Reality therapy is not useful in treating problems in which there is severe withdrawal (as in autism) or cases involving serious mental retardation. To be effective, reality therapy presupposes that clients are able to communicate and are both willing and able to cultivate habits of self-discipline and personal responsibility.

ADLERIAN PSYCHOTHERAPY
For individuals interested in personal growth,
especially in social directions, and for persons
with low self-esteem who feel blocked and
discouraged about life.

The greatest principle of living is to love one's neighbor as oneself.
Rabbi Akiva, writing 2,000 years ago

Alfred Adler (1870-1937) was a contemporary of Freud. Early in his career, Adler was invited by Freud to participate in his special circle of professionals interested in the development of psychoanalysis. Adler's already formulated views were not in accord with Freud's, their differences became more pronounced, and Adler eventually separated himself from psychoanalysis. Freud was embittered and became a lifelong enemy of Adler.

In contrast to Freud's technical and abstract theory, Adler's is humanistic, open, and concrete. Where Freudian analysis believes that emotional disturbances have a sexual basis, Adlerian therapy claims that neurosis comes about through distorted perceptions and from habits and attitudes that are learned. In Adler's system of individual psychology, there is no concern for unconscious processes or for internal divisions of the self into id, superego, and ego. Adlerians stress that a person forms a unity and must be treated as a whole.

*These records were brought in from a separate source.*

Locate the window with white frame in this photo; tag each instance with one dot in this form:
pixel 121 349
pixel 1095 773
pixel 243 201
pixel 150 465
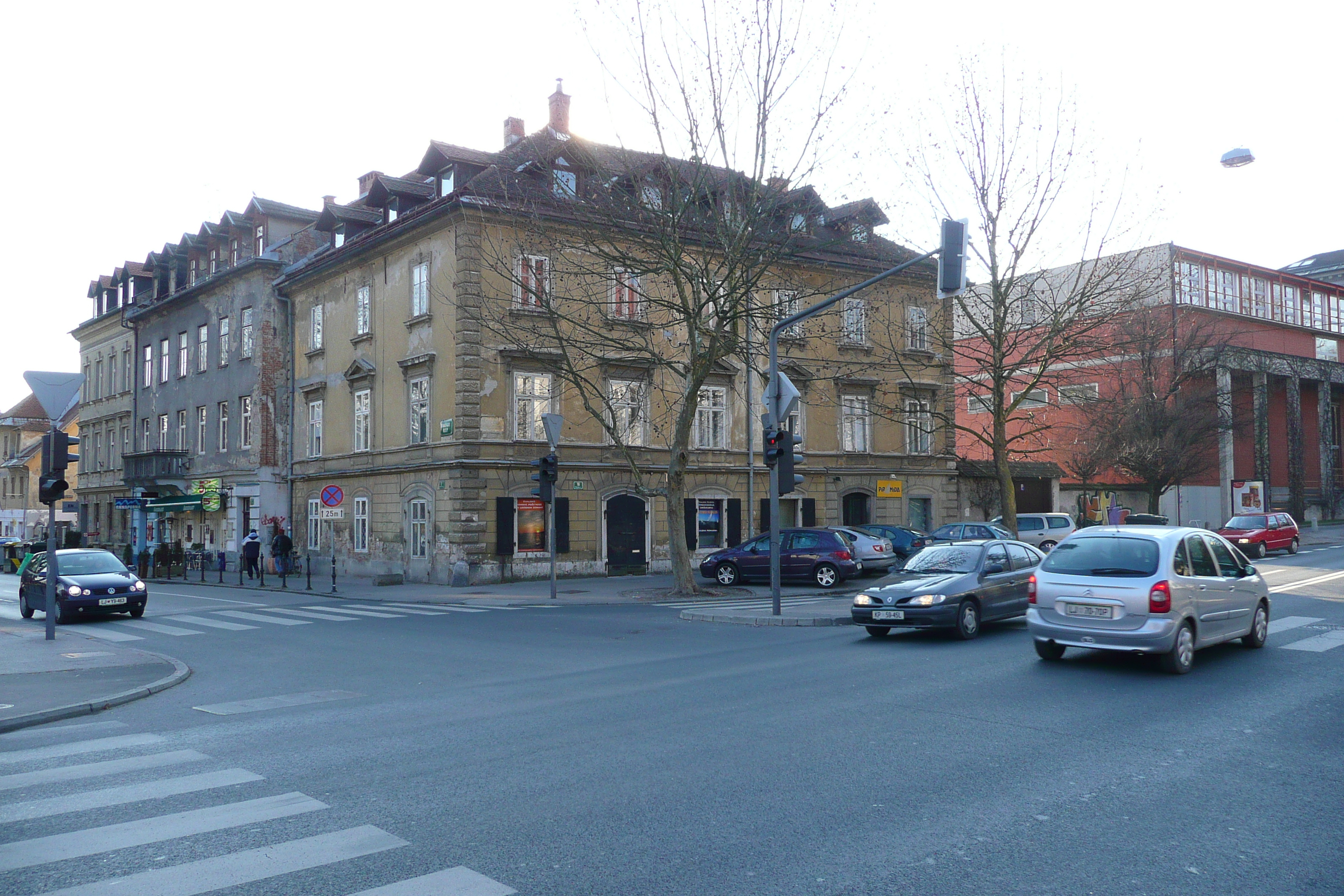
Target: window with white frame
pixel 626 296
pixel 919 428
pixel 533 281
pixel 917 330
pixel 362 311
pixel 420 289
pixel 711 418
pixel 855 321
pixel 315 429
pixel 361 526
pixel 628 417
pixel 420 410
pixel 362 440
pixel 531 400
pixel 855 424
pixel 420 528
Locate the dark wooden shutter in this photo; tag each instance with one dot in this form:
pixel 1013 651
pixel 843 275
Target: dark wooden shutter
pixel 504 527
pixel 562 526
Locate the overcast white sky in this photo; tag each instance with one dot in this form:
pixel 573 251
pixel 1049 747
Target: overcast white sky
pixel 128 124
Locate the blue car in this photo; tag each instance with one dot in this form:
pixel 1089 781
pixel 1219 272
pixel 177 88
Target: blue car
pixel 814 555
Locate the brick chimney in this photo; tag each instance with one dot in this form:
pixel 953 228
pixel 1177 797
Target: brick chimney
pixel 560 109
pixel 367 181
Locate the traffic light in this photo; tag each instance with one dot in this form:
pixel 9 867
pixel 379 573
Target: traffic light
pixel 546 476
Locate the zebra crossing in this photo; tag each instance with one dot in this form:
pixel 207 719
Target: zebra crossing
pixel 39 828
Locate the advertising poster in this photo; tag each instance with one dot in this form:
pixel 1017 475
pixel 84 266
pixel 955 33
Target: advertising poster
pixel 531 526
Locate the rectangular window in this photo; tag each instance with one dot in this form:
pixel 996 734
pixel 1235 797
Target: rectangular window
pixel 420 528
pixel 854 424
pixel 420 410
pixel 626 296
pixel 420 289
pixel 919 428
pixel 711 418
pixel 224 342
pixel 245 417
pixel 533 281
pixel 224 426
pixel 362 434
pixel 315 328
pixel 315 429
pixel 855 321
pixel 531 400
pixel 362 526
pixel 362 321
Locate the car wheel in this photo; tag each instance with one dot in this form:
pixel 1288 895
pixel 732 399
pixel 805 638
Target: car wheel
pixel 1050 651
pixel 1260 628
pixel 1181 659
pixel 968 620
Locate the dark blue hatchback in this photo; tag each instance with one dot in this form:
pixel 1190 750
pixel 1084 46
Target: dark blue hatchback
pixel 816 555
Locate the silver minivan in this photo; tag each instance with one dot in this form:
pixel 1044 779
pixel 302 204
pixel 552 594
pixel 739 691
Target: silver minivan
pixel 1145 589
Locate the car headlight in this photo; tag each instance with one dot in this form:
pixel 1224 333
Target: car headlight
pixel 928 600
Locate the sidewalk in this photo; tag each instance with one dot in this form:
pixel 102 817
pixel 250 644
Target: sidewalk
pixel 43 680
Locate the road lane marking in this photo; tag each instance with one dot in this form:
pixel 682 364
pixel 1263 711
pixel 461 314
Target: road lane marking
pixel 77 844
pixel 257 704
pixel 453 882
pixel 244 867
pixel 97 769
pixel 97 745
pixel 125 794
pixel 253 617
pixel 1291 622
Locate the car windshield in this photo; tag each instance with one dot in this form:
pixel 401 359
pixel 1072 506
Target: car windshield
pixel 1104 557
pixel 89 563
pixel 949 558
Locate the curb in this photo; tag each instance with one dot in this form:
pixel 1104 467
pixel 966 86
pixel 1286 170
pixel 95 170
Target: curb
pixel 699 616
pixel 181 674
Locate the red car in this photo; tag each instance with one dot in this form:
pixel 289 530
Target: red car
pixel 1261 532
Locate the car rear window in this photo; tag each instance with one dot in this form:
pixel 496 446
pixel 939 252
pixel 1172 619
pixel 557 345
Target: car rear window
pixel 1104 555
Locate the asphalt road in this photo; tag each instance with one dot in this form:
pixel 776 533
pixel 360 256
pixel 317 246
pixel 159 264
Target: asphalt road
pixel 619 750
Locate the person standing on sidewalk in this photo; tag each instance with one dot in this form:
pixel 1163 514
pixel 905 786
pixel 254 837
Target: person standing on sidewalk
pixel 252 552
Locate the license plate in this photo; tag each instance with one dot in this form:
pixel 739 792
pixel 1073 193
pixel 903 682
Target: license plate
pixel 1088 610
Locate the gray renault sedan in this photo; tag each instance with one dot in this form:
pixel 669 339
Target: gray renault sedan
pixel 953 586
pixel 1147 589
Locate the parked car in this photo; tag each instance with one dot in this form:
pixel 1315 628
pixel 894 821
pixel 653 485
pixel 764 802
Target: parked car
pixel 89 582
pixel 970 532
pixel 1156 590
pixel 822 557
pixel 905 542
pixel 955 586
pixel 1042 530
pixel 1257 534
pixel 870 549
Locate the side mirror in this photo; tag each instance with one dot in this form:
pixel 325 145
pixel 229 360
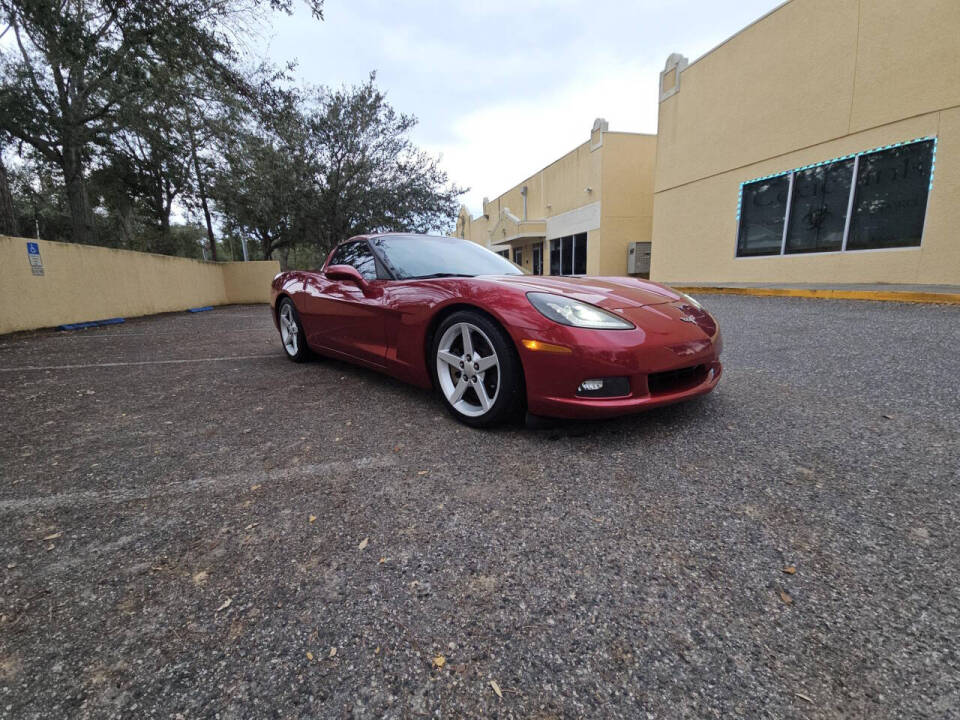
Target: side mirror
pixel 347 273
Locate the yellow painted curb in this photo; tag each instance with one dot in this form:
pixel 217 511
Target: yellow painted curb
pixel 829 294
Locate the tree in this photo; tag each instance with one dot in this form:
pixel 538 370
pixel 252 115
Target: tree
pixel 265 188
pixel 315 170
pixel 77 62
pixel 8 220
pixel 371 177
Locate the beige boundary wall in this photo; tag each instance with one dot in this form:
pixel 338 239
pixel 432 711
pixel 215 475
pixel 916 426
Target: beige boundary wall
pixel 84 282
pixel 811 81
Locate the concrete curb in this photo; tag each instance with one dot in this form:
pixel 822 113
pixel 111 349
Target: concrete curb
pixel 829 294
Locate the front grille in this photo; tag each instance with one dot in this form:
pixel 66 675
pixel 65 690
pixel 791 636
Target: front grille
pixel 676 380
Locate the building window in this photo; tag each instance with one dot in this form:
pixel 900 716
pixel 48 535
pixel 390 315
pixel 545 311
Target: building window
pixel 868 201
pixel 537 257
pixel 568 255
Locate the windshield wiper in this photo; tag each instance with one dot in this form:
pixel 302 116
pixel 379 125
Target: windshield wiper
pixel 436 275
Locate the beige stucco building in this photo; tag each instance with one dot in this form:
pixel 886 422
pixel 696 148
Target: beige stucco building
pixel 577 215
pixel 821 144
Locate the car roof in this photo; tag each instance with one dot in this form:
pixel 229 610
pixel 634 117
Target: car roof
pixel 370 236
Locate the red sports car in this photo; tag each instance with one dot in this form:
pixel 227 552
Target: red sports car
pixel 447 313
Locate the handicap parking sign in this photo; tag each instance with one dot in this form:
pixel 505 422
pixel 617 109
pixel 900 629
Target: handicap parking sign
pixel 33 254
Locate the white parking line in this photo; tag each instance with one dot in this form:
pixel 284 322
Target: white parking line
pixel 99 336
pixel 142 362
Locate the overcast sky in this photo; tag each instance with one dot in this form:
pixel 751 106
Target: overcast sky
pixel 502 89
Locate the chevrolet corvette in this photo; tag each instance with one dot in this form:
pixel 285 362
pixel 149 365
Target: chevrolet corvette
pixel 492 340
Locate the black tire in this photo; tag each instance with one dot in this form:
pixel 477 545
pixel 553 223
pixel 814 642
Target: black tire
pixel 297 351
pixel 509 397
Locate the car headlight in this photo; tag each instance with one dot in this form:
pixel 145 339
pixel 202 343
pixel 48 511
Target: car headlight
pixel 690 300
pixel 568 311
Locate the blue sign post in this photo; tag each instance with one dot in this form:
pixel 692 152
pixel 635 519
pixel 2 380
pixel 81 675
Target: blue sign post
pixel 33 254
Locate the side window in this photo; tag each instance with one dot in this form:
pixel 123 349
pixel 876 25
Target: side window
pixel 358 255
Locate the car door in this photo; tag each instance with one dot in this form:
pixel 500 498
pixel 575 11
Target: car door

Adler's approach to psychotherapy is based on the view that feelings of inferiority are normal. They exist in children, and they continue to be present in adults who may feel weak psychologically, socially, or because of physical limitations. To compensate for feelings of inferiority, adults strive for superiority by dealing effectively with the world, or they become deeply discouraged (however, they are not considered to be "sick") and lose contact with positive, constructive activities.

Adler also postulated that emotional difficulties come about when you are convinced that you simply cannot solve the problems of life in a way that is compatible with a need to be superior in some way. Certain attempts to compensate for feelings of inferiority can lead to emotional problems later. They include seeking a feeling of superiority by requiring attention from others, striving for power over others, taking revenge, and giving up—declaring that you cannot cope because of personal deficiencies and weakness. Children from families where there is distrust, domination, abuse, or neglect tend to choose these paths.

Another facet of Adler's approach is that individuals who cannot compensate for feelings of inferiority are inclined to make a number of "basic mistakes" in perceiving the world. They will overgeneralize ("Nobody cares about me."), depreciate their worth ("I'm just a housewife."), set unrealistic goals ("I should please everyone."), distort ("You have to lie to get ahead."), and hold faulty values ("Win, even if you have to climb over others.").

Finally, Adler felt that, over the course of their lives, many people strengthen these basic mistakes while in pursuit of the ultimately unsatisfying desires for attention, power, revenge, or escape. Their styles of living may lead to depression, chronic anxiety, crime, alcoholism, drug abuse, and other problems.